In the course of the 16th century, any after continuous and lengthy games of seduction, intrigue and treason, that new strength was given to the links of dependence of the kingdom of the Congo to the Portuguese Crown. Dependent of the kingdom of the Congo were other minor kingdoms in the South, such as Matamba and Ndongo, whose sovereigns, the Ngola, were to give later its name to Angola.

The resistance of these three kingdoms to colonial penetration was practically crushed in the second half of the 17th century, in the short space of 20 years: the Congo (1665), Ndongo (1671), and Matamba (1681).

In 1700, the Portuguese ruled in Angola over an area of 65,000 sq. km, for no practical purpose but to keep open the slaves routes coming down from the high plains. At that time, in fact, black slaves were the main merchandise dominating the whole activity of trade, as an export to Portugal, Brazil, the West Indies and Central America. At the end of the 18th century, under the leadership of the marquess of Pombal, the all-powerful minister of the king of Portugal, a timid attempt was made to exploit the riches of the country. It foundered due to lack of support and because the very motherland was more interested in the development of Brazil using angolan slaves. Angola thus retained the title of "slave-mine".

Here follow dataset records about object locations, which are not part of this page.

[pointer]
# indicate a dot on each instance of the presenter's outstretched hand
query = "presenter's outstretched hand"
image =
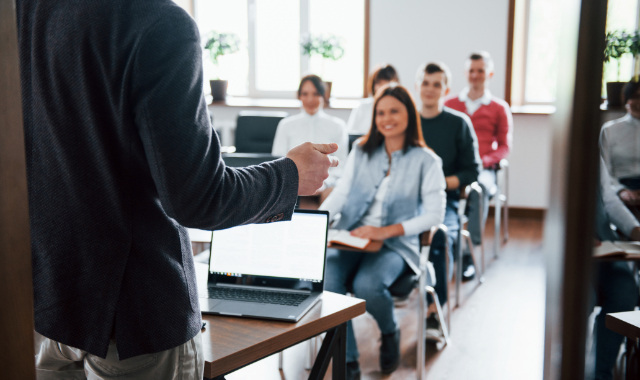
(313, 163)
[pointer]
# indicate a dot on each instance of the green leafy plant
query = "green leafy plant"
(219, 44)
(618, 43)
(634, 49)
(326, 46)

The Berlin Conference in 1885 established colonial law and the present frontiers of Angola were drafted by successive treaties between Portugal, Great Britain, France, the free State of the (Belgian) Congo and Germany. For the Angolan population, the abolition of slave trading in 1836 and the formal end of slavery in 1878 did not alter the essentials of the case, as exploatation of the great working masses of Angola went on under the guise of the so-called "contract". That situation was to be aggravated by the colonial policy of the Salazar regime, from the 1930´s onwards.

The struggle for the freedom of Angola initiated at the 1960´s onwards, following by the proclamation of the Independence on Nov. 11, 1975.